Ce soir-là, le rêve d’un travailleur acharné, connu du monde politique et préfectoral, tant français que chinois fut réalité, au point qu’il a été désigné Président de l’association. De qui s’agit-il ? Du Franco-Chinois lui-même « patron », ayant plusieurs sociétés en France (restauration, distribution…) depuis très long-temps, Jean-Jacques Chen. L’Association dénommée A.E.C. (Association des Entreprises de commerce Franco-Chinoise) a démarré sous de bons hospices avec plus de 500 adhérents, dont 58 autres associations existantes pour certaines depuis fort longtemps en France, présidées par des patrons français et chinois, tous présents ce jour-là.

À cela, il faut rajouter (c’est assez rare pour être signalé) la présence de 391 jeunes françaises et français d’origine chinoise étudiants en économie à l’université ou dans de grandes écoles, déjà prêts à prendre la relève et en tout cas fournir l’énergie qu’a la jeunesse pour que leur association parvienne à son but, tout ce monde ce qui est aussi rare par les temps associatifs, entre autres, qui courent.

Le magazine Entreprendre était également bien représenté avec la présence remarquée de son directeur Eric Roquebert.

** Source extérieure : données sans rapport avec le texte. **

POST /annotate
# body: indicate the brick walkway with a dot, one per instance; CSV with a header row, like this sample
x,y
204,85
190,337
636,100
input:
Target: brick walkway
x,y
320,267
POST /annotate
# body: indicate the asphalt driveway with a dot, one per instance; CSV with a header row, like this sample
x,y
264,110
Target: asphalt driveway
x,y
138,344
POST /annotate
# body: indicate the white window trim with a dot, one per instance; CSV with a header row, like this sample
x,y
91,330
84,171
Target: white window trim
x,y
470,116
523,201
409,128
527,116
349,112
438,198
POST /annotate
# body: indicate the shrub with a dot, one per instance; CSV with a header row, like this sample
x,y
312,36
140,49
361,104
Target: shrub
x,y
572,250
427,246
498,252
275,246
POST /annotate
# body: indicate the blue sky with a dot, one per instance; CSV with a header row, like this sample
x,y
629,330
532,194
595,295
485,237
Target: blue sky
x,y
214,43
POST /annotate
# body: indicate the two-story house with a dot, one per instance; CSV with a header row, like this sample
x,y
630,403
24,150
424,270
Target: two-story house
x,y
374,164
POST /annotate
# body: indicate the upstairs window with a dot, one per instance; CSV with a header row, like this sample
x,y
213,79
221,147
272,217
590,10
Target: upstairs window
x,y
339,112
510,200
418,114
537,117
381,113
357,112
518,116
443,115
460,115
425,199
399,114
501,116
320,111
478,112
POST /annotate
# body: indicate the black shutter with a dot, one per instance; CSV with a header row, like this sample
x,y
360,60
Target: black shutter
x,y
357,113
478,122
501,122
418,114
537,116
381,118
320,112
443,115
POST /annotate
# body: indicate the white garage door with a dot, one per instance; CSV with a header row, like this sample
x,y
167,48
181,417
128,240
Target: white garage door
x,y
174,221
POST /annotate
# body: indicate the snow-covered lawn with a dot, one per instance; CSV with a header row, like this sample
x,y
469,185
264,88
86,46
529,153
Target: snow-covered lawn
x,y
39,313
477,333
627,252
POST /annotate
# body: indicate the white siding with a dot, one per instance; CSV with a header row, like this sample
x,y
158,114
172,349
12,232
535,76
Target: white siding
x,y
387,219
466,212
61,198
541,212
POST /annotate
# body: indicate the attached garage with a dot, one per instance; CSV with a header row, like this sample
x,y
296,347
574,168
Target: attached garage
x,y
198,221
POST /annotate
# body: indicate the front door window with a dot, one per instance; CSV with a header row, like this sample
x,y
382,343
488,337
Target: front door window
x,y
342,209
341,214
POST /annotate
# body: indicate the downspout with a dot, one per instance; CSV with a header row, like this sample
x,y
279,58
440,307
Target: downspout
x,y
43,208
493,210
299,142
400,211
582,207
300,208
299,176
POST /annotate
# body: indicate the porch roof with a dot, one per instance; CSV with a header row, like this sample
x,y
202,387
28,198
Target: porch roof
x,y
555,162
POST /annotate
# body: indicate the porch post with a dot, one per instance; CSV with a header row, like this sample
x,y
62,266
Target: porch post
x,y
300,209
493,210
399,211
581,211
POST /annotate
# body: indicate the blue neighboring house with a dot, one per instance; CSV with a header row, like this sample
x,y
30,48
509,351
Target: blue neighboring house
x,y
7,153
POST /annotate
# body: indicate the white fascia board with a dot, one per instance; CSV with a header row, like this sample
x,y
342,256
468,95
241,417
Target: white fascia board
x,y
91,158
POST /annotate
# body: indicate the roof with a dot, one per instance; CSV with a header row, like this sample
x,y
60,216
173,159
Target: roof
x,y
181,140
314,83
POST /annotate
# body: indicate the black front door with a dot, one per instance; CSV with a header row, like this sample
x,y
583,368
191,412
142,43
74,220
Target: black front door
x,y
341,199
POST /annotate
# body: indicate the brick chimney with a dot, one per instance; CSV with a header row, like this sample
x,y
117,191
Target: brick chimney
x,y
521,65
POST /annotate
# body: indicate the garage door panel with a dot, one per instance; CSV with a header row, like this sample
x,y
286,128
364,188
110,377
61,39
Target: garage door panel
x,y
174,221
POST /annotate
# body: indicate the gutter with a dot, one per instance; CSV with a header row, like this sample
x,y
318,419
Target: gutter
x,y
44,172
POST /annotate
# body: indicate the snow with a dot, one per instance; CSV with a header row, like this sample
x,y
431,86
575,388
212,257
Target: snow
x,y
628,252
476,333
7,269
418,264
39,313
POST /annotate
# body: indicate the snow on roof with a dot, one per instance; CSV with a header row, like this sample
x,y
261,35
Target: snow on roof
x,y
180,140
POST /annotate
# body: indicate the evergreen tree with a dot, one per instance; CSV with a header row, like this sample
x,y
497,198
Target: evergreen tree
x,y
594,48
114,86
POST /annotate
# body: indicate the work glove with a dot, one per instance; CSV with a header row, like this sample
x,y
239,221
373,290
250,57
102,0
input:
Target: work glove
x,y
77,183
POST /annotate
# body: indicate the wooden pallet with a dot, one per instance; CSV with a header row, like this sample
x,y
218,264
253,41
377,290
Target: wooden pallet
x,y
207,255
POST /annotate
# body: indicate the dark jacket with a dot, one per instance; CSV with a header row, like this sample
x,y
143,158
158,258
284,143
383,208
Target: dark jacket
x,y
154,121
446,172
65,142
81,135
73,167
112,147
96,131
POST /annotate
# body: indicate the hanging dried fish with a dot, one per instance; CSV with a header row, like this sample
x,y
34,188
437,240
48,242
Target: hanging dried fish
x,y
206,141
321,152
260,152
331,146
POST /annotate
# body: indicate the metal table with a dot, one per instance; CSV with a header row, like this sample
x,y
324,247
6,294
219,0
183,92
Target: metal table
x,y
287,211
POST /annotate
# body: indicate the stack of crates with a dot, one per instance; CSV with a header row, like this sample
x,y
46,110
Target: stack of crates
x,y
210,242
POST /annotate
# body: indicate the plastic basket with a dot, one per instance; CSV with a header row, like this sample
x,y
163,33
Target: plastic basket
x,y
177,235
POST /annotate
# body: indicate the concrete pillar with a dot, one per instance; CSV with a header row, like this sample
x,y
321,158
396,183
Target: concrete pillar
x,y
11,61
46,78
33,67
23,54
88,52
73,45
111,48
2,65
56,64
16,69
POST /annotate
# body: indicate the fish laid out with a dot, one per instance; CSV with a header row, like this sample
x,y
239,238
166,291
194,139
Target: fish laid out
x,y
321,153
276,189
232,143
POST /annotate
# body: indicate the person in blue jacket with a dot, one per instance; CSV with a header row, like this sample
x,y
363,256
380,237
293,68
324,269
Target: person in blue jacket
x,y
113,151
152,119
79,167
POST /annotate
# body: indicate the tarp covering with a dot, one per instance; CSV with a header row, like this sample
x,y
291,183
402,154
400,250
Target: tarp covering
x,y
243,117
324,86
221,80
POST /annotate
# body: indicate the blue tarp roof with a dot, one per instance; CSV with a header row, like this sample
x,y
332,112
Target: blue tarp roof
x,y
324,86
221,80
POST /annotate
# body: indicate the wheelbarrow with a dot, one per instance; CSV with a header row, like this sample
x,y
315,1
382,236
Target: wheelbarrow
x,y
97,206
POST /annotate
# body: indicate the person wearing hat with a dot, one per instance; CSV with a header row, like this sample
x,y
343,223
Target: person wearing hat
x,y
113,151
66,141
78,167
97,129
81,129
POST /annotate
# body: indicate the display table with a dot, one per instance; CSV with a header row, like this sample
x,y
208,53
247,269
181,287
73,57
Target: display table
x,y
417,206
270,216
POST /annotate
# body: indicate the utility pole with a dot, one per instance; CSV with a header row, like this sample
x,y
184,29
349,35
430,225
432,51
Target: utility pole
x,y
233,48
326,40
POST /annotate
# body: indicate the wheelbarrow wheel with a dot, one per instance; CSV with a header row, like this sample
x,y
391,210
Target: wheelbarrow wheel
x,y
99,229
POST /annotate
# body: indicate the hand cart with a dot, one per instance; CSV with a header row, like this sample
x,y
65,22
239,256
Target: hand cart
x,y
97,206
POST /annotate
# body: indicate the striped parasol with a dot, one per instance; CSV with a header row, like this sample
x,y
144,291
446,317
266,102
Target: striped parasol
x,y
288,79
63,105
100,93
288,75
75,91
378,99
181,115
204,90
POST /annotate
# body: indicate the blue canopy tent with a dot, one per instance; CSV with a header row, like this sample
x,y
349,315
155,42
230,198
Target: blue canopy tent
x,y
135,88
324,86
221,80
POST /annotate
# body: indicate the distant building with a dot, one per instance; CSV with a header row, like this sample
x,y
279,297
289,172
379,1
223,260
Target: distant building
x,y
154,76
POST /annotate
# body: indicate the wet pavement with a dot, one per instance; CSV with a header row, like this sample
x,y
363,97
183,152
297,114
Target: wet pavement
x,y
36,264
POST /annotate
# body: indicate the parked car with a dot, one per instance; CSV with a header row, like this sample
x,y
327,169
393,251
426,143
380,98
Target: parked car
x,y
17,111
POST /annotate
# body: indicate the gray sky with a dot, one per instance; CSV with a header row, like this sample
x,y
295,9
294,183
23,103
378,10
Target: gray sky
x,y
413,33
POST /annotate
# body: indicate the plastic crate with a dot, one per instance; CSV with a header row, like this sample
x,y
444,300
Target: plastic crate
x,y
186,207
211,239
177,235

À mon niveau, j’ai pu constater que, quand ils veulent, quand ils ont une idée en tête, entre autre Jean-Jacques Chen, ils vont jusqu’au bout… Je pense donc que le but sera atteint et plus vite que l’on pense. Donc, bon vent à l’association et à bien-tôt, à la première assemblée générale qui le constatera, et que dire de plus à notre ami Jean-Jacques Chen, qui ne reculera devant rien pour qu’il en soit ainsi. Avec un premier budget pour son démarrage de 250 000 €, cela aide.